SEC Files Another Settled Market Crisis Case

The market crisis may have ended years ago, but not the SEC’s supply of cases from that time period. The agency filed a settled action in which those soliciting sophisticated investors misrepresented the risks of two funds, contrary to the warnings in the materials. In the Matter of Citigroup Alternative Investments LLC, Adm. Proc. File No. 3-16757 (August 17, 2015).

Respondent Citigroup Alternative is a subsidiary of Citigroup Inc. It was the investment manager for the ASTA/MAT and Falcon funds. Respondent Citigroup Global Markets Inc., is an affiliate of Citigroup Inc. It recommended and sold share of ASTA/MAT, a leveraged municipal arbitrage fund, and Falcon fund, a multi-strategy fund invested in fixed income strategies and asset-backed securities which was also leveraged, to investors associated with it.

From September 2002 through early 2007 Respondents offered and sold about $1.9 billion of investments in ASTA/MAT to about 2,700 investors and advisory clients of Citigroup Global. From late 2004 through October 2007 Respondents sold about $936 million of investments in Falcon to about 1,300 investors and advisory clients of Citigroup Global. Each fund was managed per disclosed investment strategies and was leveraged. Shares in the two funds were not generally sold to retail investors. Rather, they were limited to qualified purchasers.

Those marketing the shares claimed that Falcon was safe, low-risk and could be considered a bond substitute. Similarly, ASTA/MAT was represented to be safe and low risk despite the disclosures in its offering materials. Those claims were not accurate, according to the Order. The funds used significant amounts of leverage which increased the risk of a margin call. Back testing for ASTA/MAT demonstrated there was more risk than investors were told. Thus the risk of loss for that fund, which also accounted for about 20% of Falcon’s investments, was higher than those selling the interests were told.

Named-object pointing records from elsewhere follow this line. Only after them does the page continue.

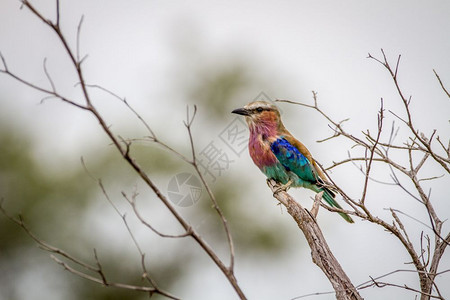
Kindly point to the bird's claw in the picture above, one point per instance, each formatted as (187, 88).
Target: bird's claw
(283, 188)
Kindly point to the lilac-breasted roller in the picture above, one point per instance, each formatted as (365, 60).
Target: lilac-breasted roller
(279, 155)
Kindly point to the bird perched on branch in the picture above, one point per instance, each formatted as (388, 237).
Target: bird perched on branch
(279, 155)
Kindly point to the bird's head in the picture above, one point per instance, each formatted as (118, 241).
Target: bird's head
(260, 114)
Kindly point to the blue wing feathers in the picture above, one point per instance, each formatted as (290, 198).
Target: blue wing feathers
(291, 158)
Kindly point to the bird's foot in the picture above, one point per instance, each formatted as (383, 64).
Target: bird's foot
(316, 204)
(284, 187)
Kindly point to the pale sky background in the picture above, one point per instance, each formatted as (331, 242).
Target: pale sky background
(145, 50)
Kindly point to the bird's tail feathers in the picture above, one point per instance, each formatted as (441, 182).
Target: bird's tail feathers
(328, 196)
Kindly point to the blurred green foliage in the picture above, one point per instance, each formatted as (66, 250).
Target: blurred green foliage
(54, 205)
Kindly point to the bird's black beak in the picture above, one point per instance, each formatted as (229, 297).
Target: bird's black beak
(241, 111)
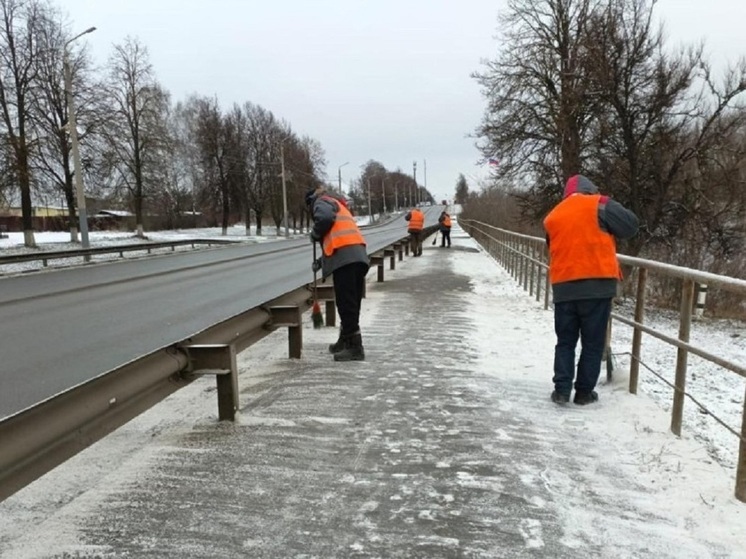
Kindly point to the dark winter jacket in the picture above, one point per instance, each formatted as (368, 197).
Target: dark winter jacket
(323, 211)
(613, 218)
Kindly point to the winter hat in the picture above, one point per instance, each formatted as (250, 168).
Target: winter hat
(310, 196)
(581, 184)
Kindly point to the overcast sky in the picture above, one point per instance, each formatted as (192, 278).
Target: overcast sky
(381, 79)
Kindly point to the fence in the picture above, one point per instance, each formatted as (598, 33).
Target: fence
(526, 259)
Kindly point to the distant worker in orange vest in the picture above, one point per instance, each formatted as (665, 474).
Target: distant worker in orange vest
(583, 269)
(445, 229)
(345, 257)
(416, 220)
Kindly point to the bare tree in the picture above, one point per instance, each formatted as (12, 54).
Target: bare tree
(538, 102)
(19, 53)
(136, 134)
(661, 118)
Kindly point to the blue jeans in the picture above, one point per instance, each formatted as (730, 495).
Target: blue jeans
(585, 319)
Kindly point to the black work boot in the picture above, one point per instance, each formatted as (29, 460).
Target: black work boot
(353, 350)
(339, 345)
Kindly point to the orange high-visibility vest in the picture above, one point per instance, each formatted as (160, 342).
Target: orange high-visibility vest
(578, 247)
(416, 220)
(344, 232)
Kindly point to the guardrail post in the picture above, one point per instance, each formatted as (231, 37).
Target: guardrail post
(607, 357)
(741, 468)
(289, 316)
(685, 323)
(398, 247)
(391, 254)
(331, 313)
(218, 360)
(634, 368)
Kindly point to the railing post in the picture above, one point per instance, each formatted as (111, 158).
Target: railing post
(685, 323)
(634, 368)
(607, 356)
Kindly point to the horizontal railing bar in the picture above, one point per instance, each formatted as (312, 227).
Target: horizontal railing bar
(58, 254)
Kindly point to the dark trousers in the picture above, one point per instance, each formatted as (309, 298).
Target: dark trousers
(587, 320)
(446, 237)
(349, 286)
(415, 242)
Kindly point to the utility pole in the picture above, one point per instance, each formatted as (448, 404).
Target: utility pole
(425, 171)
(339, 176)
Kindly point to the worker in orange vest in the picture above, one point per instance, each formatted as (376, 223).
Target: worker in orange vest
(445, 229)
(416, 220)
(584, 271)
(345, 257)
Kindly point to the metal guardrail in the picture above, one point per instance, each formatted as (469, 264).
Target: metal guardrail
(526, 259)
(38, 439)
(86, 253)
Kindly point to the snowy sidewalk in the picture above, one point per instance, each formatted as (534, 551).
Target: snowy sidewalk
(443, 443)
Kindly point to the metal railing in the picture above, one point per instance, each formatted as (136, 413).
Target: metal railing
(86, 253)
(526, 259)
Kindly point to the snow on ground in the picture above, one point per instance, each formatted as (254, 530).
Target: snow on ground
(694, 475)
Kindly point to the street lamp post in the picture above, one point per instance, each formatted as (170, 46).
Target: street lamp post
(73, 131)
(416, 197)
(383, 194)
(284, 189)
(339, 175)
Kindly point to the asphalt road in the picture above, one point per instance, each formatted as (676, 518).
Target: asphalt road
(60, 328)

In August 2007 Falcon experienced margin calls. The fund manager sold about $2 billion of fund assets. An urgent request for a contingency liquidity plan in the amount of $200 million – essentially a loan from Citigroup Alternative or Citigroup Inc. — was denied. Investors were not informed about its financial condition. Misrepresentations continued to be made about its performance. Indeed, in September and October 2007 about $110 million was raised from new investors who were not told the actual financial condition of the fund. From November 2007 through March 2008 Falcon continued to experience severe liquidity shortage.

During the same period those marketing ASTA/MAT orally misrepresented its condition and ability to survive a declining market. Investors were told that the biggest risk to the fund was the institution of a flat tax. Those in charge of the sales groups, who played a part in drafting and disseminating information regarding the funds, did not implement policies and procedures to prevent the misrepresentations to the investors. The Order alleges violations of Securities Act Sections 17(a)(2) and (3) and Advisers Act Sections 206(2) and 206(4).

To resolve the action Respondents consented to the entry of cease and desist orders based on the Sections cited in the Order as well as censures. In addition they will pay disgorgement of $139,950,239 along with prejudgment interest.